What they do: Provide data science solutions for Hadoop and Big Data
Headquarters: San Mateo, CA
CEO: Joe Otto, who previously ran Worldwide Sales for Greenplum, which is now part of EMC.
Founded: 2010
Funding: Alpine Data Labs is backed by a $7.5 million Series A round of funding from Sierra Ventures and Mission Ventures, along with EMC and Sumitomo Bank. The company is in the process of closing out a Series B round, which is expected to raise between $10 and $13 million.
Why they’re on this list: While there are a ton of Big Data tools entering the market, many companies still struggle to gain actionable insight from their mountains of data.

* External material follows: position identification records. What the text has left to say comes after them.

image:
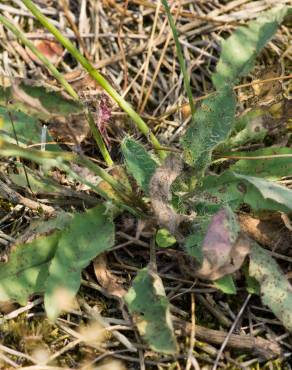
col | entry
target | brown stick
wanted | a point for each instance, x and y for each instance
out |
(263, 347)
(15, 198)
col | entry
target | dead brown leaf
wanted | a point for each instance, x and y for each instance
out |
(106, 279)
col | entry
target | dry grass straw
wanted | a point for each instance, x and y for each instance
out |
(132, 45)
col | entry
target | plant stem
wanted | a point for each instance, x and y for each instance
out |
(142, 126)
(180, 58)
(96, 134)
(62, 158)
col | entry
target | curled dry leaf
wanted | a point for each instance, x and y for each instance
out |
(160, 193)
(51, 49)
(224, 246)
(106, 279)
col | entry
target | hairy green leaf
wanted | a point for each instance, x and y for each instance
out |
(251, 127)
(211, 126)
(240, 50)
(139, 162)
(88, 235)
(148, 304)
(26, 271)
(234, 189)
(164, 238)
(276, 291)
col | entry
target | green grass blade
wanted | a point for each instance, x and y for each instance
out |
(180, 57)
(142, 126)
(59, 77)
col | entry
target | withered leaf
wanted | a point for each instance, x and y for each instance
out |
(224, 247)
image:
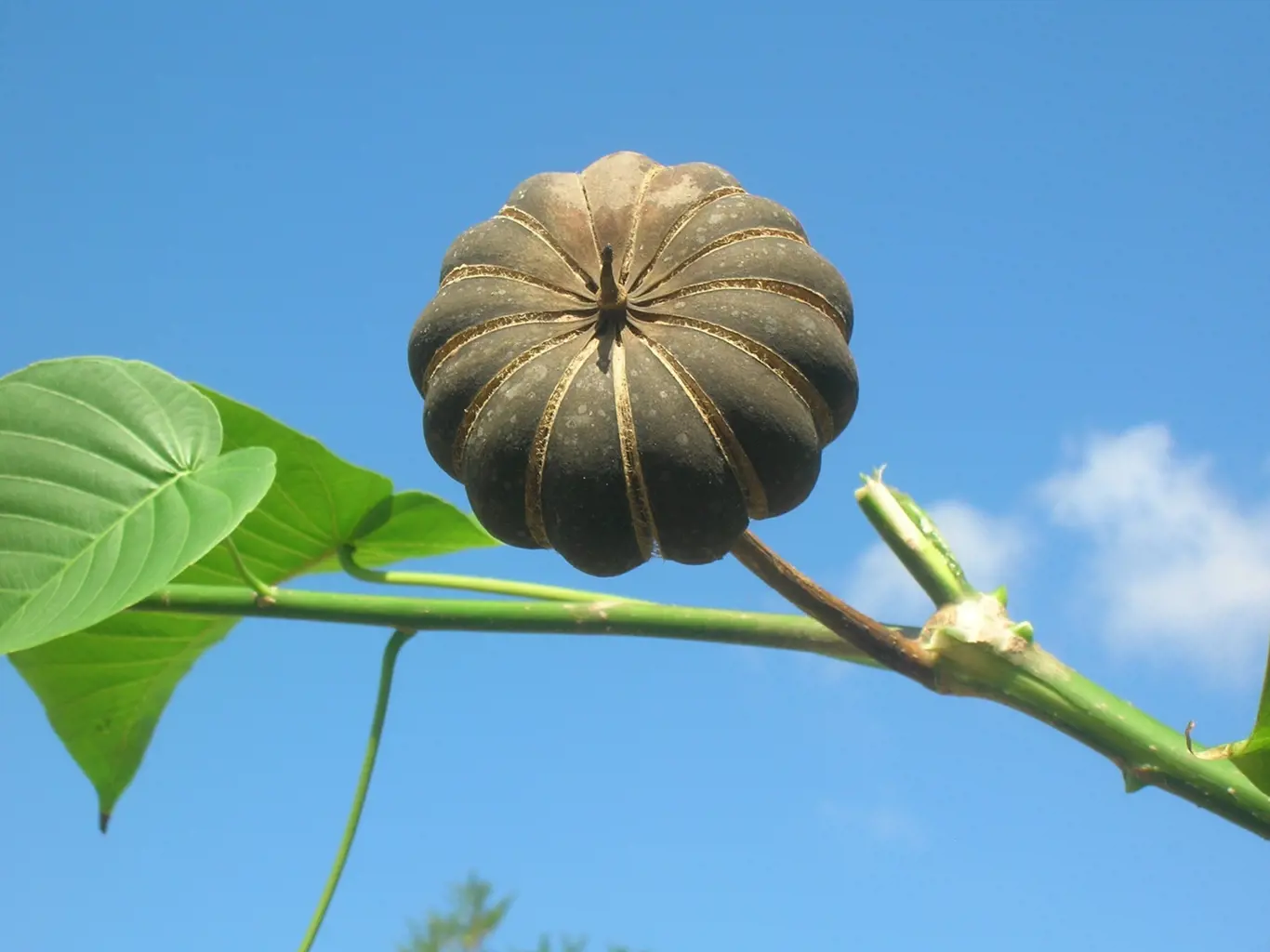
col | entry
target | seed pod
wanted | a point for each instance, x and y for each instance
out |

According to Alpine Data, part of the problem is that it’s much too difficult to get real insights out of Hadoop and other parallel platforms. Most companies don’t know what to do with massive datasets, and few have gotten any further with Hadoop than batch processing and basic querying.
Alpine Data set out to simplify machine-learning methods and make them available on petabyte-scale datasets. Their tools make these methods available in a lightweight web application with a code-free, drag-and-drop interface.
Alpine Data leverages the parallel processing power of Hadoop and MPP databases and implements data mining algorithms in MapReduce and SQL. Users interact with their data directly where it already sits and design analytics workflows without worrying about data movement or complex code. All this is done in a web browser, and Alpine Data then translates these visual workflows into a sequence of in-database or MapReduce tasks.
Alpine Data’s visual environment helps teams collaborate and quickly create and deploy analytics workflows and predictive models.
Customers include AT Kearney, Havas Digital, Zion Bank, Kaiser Permanente and CareCore
Competitors: SAS dominates this market, but other startups are moving into this space too, including Platfora, Skytree, Revolution Analytics and Rapid-I.
2. Cloudera
What they do: Provide a Hadoop-based Big Data Platform
Headquarters: Palo Alto, CA
CEO: Mike Olson, who was formerly CEO of Sleepycat Software, an embedded database company that was acquired by Oracle in 2006. After the acquisition, Olson spent two years at Oracle as VP for Embedded Technologies.
Founded: 2008
Funding: Cloudera has raised $140 million in venture capital to date. Its investors include Accel Partners Greylock Partners, Ignition Partners, In-Q-Tel and Meritech Capital Partners.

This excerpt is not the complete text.